So says a new study:
Gay men working in management and traditional blue-collar, male-dominated jobs make less than straight men because they are discriminated against by their employers, according to new research released today by the University of New Hampshire Whittemore School of Business and Economics. Lesbians, however, do not experience similar discrimination in the labor market.
Bruce Elmslie, professor of economics, and his co-author Edinaldo Tebaldi, former assistant professor of economics at UNH and now at Bryant University, published their research in the Journal of Labor Research in an article titled “Sexual Orientation and Labor Market Discrimination.” The authors analyzed labor and wage information from more than 91,000 heterosexual and homosexual couples collected by the U.S. Census March 2004 Current Population Survey.
According to the authors, “gay men who live together earn 23% less than married men, and 9% less than unmarried heterosexual men who live with a woman. Discrimination is most pronounced in management and blue-collar, male-dominated occupations such as building and grounds cleaning and maintenance; construction and extraction; and production.”
This isn’t true for gay women, however. The authors conclude that
while negative attitudes toward lesbians could affect them, lesbians may benefit from the perception that they are more career-focused and less likely to leave the labor market to raise children than heterosexual women.
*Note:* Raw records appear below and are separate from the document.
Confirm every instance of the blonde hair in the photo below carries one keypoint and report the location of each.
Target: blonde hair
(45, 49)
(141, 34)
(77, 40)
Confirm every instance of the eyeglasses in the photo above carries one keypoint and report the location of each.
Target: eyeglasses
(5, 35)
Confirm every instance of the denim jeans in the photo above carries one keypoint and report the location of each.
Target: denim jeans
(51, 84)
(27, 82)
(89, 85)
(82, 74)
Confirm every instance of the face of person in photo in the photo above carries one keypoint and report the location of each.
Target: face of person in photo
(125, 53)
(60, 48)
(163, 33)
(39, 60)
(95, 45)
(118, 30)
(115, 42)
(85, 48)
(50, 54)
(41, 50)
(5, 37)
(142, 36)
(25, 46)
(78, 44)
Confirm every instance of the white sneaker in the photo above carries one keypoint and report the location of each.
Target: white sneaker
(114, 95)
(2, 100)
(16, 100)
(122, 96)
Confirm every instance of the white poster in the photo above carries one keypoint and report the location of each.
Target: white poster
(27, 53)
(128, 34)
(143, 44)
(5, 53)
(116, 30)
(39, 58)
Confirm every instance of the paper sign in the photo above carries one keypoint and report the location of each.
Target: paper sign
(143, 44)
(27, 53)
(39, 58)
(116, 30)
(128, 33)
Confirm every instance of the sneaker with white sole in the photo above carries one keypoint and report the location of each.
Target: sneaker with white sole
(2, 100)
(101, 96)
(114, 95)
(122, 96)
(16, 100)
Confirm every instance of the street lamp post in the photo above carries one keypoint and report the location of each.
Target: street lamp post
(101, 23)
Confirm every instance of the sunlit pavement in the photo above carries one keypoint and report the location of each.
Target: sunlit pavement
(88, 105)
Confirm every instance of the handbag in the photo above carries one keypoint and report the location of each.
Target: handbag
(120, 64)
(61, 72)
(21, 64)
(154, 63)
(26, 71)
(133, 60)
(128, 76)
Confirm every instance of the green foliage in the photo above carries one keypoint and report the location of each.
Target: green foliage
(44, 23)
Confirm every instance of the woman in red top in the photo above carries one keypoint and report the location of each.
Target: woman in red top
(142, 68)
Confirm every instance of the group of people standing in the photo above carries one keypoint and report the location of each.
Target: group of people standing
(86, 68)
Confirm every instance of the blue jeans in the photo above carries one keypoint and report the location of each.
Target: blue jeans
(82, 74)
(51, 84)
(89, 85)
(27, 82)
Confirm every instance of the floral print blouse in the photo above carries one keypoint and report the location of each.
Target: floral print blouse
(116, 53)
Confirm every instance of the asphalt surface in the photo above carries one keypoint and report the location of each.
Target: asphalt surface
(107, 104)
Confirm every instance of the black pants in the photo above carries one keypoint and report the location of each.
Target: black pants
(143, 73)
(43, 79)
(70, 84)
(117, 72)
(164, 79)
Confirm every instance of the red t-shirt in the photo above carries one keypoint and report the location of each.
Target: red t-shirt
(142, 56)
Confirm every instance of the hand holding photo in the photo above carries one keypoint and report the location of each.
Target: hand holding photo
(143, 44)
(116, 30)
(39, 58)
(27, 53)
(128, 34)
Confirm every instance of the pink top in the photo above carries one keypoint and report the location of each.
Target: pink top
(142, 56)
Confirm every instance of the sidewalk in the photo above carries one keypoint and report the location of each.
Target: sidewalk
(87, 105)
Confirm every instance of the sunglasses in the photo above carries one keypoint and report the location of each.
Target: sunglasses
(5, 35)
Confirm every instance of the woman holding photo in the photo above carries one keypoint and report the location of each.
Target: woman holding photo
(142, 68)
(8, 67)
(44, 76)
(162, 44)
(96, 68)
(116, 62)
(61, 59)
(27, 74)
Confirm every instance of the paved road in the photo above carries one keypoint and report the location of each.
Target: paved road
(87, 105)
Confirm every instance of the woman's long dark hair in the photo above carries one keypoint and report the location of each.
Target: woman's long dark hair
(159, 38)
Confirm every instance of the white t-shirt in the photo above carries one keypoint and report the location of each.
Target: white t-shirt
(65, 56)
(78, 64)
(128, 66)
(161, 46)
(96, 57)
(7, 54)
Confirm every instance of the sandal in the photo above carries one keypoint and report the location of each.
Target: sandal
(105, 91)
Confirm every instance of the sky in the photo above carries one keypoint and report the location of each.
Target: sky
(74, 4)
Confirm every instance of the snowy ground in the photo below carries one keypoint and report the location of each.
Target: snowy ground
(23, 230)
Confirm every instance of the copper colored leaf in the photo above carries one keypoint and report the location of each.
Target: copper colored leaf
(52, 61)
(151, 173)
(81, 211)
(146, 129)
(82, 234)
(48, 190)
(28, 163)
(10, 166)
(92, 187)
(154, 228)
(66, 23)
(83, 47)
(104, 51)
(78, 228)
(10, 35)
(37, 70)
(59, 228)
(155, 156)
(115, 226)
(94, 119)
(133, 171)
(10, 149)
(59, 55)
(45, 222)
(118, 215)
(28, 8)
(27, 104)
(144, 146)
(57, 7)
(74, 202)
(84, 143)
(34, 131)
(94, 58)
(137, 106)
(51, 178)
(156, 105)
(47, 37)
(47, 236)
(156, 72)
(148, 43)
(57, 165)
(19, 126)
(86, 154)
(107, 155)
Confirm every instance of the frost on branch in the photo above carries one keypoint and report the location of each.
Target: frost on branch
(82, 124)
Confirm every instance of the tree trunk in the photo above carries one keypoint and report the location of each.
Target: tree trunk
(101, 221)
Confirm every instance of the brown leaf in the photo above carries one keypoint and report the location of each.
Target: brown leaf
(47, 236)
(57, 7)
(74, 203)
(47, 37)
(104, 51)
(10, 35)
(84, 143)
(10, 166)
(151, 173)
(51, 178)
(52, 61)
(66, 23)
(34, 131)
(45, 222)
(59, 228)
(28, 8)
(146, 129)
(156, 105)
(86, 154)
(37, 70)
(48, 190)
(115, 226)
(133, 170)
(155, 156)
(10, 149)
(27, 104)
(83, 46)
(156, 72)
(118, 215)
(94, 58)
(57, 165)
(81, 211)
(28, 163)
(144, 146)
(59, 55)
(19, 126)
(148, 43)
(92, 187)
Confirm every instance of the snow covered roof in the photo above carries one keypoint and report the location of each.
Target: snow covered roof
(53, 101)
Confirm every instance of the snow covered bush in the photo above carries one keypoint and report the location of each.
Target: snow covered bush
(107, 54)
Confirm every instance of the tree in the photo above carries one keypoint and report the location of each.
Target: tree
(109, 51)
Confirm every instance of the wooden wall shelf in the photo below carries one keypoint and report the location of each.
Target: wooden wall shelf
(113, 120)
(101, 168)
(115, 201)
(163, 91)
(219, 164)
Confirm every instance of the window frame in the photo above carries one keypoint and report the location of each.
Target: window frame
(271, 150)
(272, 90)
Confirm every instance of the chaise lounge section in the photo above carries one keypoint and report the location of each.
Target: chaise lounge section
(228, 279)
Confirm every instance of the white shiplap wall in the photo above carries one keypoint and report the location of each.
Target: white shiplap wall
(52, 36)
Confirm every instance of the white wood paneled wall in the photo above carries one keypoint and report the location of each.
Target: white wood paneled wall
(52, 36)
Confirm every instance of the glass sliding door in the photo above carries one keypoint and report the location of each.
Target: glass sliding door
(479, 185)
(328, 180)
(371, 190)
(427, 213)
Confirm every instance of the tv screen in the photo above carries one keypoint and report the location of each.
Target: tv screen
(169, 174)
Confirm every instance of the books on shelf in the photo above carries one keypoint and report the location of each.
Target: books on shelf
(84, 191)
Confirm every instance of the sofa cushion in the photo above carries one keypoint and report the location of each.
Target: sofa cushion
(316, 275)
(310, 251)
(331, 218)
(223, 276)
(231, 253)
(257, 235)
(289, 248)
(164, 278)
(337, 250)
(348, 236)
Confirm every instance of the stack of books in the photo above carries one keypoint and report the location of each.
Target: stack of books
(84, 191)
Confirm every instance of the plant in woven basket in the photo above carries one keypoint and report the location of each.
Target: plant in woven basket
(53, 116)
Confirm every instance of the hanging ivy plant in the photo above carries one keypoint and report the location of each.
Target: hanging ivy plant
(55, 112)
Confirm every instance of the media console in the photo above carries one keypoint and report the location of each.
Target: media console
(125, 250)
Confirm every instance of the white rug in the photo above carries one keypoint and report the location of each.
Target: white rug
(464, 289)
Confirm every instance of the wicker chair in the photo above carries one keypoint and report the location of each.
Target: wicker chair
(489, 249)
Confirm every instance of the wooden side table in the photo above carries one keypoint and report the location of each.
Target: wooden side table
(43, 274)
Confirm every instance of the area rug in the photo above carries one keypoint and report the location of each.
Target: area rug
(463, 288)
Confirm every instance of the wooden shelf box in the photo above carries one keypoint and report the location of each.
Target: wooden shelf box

According to their study, 18.1% of lesbians have children, compared with 49.4% of straight women.
So employers stereotype lesbians as being more committed to the job and not as likely to have kids. But why should gay men earn less? Three reasons, say the authors: bias by employers, bias by customers and fear of AIDS.
“Employers may disapprove of gay lifestyles and act on this bias in making hiring decisions,” the authors said. Employers also may discriminate against gay men in response to the desires of the majority of employees. If employers consider mixing heterosexual and homosexual employees distracting and detrimental to productivity, the authors said the employers may consider it profitable to discriminate.
Gay men also may experience labor market discrimination because customers may not want to interact with them, thus influencing hiring practices. “If customers prefer to interact with heterosexual employees, the owner will act on the customer’s taste for discrimination,” the authors said.
Finally, discrimination may occur as a result of anti-gay attitudes associated with AIDS and misunderstanding as to how HIV is transmitted. Previous research shows that people with HIV/AIDS have higher rates of absenteeism from work. The authors theorize that biased employers may be reluctant to hire gay men because they are concerned about a loss of productivity if a worker becomes infected with HIV/AIDS.
I mean, really? Are employers so stupid? They still think the most productive and thus worthy of highest compensation is the married, hetero male? Friends–I give up. Please discuss among yourselves. I’ll give you a topic: biased bosses.